Location
- 1146 Anna Maria Ave Innisfil, Ontario, L9S 1W2 Canada 44°18′20″N 79°33′20″W﻿ / ﻿44.30556°N 79.55556°W

Information
- Funding type: Public
- Founded: 2000
- School board: Simcoe County District School Board
- School number: 927724
- Principal: Brian MacIsaac
- Grades: 9-12
- Enrollment: 1360 (2020–21)
- Colours: Teal, gold and black
- Website: nss.scdsb.on.ca

= Nantyr Shores Secondary School =

Nantyr Shores Secondary School is a public secondary school (grades 9-12) located in the community of Alcona in the Town of Innisfil, Ontario, Canada. It is part of the Simcoe County District School Board and has an enrollment of about 1360 students. The principal of the school is Brian MacIsaac.

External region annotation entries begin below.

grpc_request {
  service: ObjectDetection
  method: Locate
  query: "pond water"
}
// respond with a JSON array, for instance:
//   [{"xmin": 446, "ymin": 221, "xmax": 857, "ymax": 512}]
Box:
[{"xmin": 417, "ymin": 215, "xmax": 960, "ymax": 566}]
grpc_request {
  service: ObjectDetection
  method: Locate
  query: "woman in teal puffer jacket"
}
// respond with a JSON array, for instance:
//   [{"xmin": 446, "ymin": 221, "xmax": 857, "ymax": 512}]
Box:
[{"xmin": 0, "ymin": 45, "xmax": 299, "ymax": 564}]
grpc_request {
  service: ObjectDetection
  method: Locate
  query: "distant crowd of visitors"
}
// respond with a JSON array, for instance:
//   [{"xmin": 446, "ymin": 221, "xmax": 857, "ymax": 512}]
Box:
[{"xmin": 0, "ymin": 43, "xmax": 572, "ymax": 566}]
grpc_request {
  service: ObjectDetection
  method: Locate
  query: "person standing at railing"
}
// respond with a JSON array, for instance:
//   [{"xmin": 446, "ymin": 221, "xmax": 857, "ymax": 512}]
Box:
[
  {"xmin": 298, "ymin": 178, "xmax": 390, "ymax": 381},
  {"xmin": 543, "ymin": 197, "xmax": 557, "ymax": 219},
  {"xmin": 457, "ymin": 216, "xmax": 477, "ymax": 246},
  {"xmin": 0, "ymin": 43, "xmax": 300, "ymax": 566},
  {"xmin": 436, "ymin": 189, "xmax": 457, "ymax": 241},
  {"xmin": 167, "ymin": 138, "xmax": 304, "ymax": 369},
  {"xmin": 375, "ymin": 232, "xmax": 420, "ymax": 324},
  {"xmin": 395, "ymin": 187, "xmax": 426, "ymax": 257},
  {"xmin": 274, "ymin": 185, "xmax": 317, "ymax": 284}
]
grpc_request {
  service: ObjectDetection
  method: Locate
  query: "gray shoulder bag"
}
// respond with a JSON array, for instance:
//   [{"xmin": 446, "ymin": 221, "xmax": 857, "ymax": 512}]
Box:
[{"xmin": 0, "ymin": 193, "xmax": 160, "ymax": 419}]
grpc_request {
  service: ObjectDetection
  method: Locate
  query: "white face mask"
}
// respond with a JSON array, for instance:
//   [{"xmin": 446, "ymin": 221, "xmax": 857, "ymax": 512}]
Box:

The superintendent of the school is Lisa Coffey. (Area 3b schools- South Barrie & Innisfil).

==History==
Nantyr Shores Secondary School in Alcona opened in 2001 as the only three-storey school in Simcoe County.

==Ranking==

The Fraser Institute Report Card on Secondary Schools gives Nantyr Shores the following ranking:

Fraser Institute ranking
| Report | Current | Last Five Years |
|---|---|---|
| 2013 | 557/725 | 580/691 |
| 2016 | 338/747 | 453/623 |
| 2017 | 390/738 | 416/625 |

==The Tritons==
Nantyr Shores has a Triton as their mascot, nicknamed Regan. It was named this after a former vice-principal at Nantyr died of cancer. The mascot is represented as an aqua-type man with blonde hair and bare chest, as well as gold and teal pants. The mascot was purchased by the 2005-2006 Nantyr Shores Student Council.

==Athletics==

- Baseball
- Basketball
- Cross country
- Curling
- Dance Team
- Flag football and Football
- Golf
- Hockey
- Rugby
- Soccer
- Swimming
- Track and field
- Volleyball
- Wrestling

== Events and projects ==

===Spin 4 Kids===
Spin 4 Kids was an annual event that took place at Nantyr Shores. This event is to raise money not only for Nantyr's sports teams and clubs but the Royal Victorian Hospitals Cancer Care Center. Spin 4 Kids consisted of over 50 riders at a time pedalling on exercise bikes for 12 hours, live entertainment, a Hallway of Achievement, silent auction, and plenty of refreshments. This event is put together mostly by students. From 2005 to 2008 the event raised over $18,000 for the RVH Cancer Care Centre, and approximately $68,000 for Nantyr's sports teams and clubs. The event is no longer run.

===Green Tie Gala Project===
The Gala Project was an initiative set up by the ECOS Club and Challenge and Change class at Nantyr Shores to fund the future project of the placement of solar panels on top of the school's roof. The event was to help raise funds for the project and is supported by the community, local business, as well as the staff and students at Nantyr Shores.

The third annual Green Tie Gala that took place in 2012 earned approximately $3500.

Since, Nantyr Shores Secondary School has raised the $30,000 required and now has an array of solar panels on its roof.

== In the news ==
Nantyr Shores Secondary School has been talked about on national TV on two separate occasions.

The first taking place in 2013, after YouTube Video "Hallway Swimming" went viral, afterwards making appearances on talk shows such as The Ellen DeGeneres Show.

The second event took place in June 2017, when Nantyr had a transgender prom king, who won the title of Prom King after a joke by their friend took off.